In February of 2010, I traveled to Spain, invited by the University of Alcala, to sit on a dissertation committee. While there, one of the faculty colleagues invited me to a weekend trekking in the Sierras Subbéticas, a mountain range in the province of Cordoba, in Andalucia. The participants were a group of about forty people from Madrid, including some middle aged women, most of them well seasoned in the sport. We set out at 11 am; the trekking was to take three hours and cover about 16 km of mountainous terrain.

Well into the experience, our leader realized that he did not know the terrain well enough. So he decided to scout ahead of the pack, leaving his second-in-command in charge. After waiting for about an hour, the group realized that something had gone wrong.
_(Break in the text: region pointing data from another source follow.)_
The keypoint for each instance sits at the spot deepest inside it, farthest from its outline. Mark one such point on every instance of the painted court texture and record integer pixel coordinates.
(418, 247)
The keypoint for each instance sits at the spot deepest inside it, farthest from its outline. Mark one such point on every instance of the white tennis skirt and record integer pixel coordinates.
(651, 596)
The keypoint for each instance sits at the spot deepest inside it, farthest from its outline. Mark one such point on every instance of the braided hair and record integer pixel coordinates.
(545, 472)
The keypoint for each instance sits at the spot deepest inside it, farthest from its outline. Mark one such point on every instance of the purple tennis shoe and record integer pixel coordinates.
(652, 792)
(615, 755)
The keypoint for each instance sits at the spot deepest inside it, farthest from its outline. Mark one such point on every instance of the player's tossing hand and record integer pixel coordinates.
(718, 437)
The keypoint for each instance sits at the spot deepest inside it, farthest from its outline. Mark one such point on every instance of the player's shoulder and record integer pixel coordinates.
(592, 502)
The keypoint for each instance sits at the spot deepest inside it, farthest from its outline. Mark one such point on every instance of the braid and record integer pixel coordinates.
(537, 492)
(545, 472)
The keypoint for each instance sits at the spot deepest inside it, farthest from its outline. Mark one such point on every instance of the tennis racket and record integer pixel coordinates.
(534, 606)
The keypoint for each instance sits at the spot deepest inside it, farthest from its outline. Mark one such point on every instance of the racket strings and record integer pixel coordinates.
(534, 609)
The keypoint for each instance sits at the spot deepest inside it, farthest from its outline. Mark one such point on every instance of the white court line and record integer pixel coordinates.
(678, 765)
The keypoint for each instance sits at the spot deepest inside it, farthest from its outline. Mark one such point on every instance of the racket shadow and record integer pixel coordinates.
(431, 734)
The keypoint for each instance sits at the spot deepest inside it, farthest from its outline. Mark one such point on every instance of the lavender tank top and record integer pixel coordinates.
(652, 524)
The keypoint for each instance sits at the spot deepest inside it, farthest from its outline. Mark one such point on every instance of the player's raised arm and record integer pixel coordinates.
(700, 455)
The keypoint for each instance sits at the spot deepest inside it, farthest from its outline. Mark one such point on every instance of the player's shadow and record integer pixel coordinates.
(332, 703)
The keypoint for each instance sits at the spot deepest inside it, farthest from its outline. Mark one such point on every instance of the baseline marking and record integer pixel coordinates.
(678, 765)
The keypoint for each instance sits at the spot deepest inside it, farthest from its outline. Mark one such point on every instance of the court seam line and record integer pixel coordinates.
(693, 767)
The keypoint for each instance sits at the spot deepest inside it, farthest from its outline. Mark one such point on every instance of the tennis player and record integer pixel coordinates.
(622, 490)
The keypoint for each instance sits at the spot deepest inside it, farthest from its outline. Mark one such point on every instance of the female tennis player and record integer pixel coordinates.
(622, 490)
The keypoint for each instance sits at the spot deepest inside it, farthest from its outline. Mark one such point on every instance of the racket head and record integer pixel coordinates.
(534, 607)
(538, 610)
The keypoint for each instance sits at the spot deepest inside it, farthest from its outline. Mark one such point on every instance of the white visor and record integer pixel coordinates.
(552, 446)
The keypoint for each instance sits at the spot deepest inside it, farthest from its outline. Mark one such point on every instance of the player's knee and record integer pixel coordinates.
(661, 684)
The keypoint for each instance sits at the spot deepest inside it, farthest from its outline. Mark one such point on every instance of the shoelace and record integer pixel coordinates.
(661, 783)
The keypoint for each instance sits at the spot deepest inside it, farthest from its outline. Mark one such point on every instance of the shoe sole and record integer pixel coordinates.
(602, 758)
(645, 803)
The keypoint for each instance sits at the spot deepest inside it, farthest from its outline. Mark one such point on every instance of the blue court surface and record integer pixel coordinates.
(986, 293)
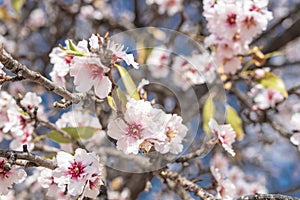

To make matters worse, it was the middle of the winter, it was raining heavily, and the clayey soil was soggy, so some of us were suffering.

Some in the group wanted to advance; others feared getting lost, so advised staying put. No decision had been made, and time was running out. Soon darkness would fall and it would be next to impossible for us to find our way out of that mountain.

Given the circumstances, despair was beginning to set in, when all of a sudden, we had a stroke of luck! Another party, headed by an experienced guide, was trekking on the same route, so we joined them. About a mile later, we found our leader, who was waiting for us there, wondering where we were. Our party arrived at Zuheros, at the northern edge of the Sierra, three hours later than originally planned. That night, we had a deserved rest at Cabra, on the western edge of the sierra.

So, the moral of the story is: Either know the route well, or trek during the summer.


View of Zuheros, from the Sierra Subbética, Andalucía, Spain

View of Zuheros, from the Sierra Subbética, Andalucía, Spain.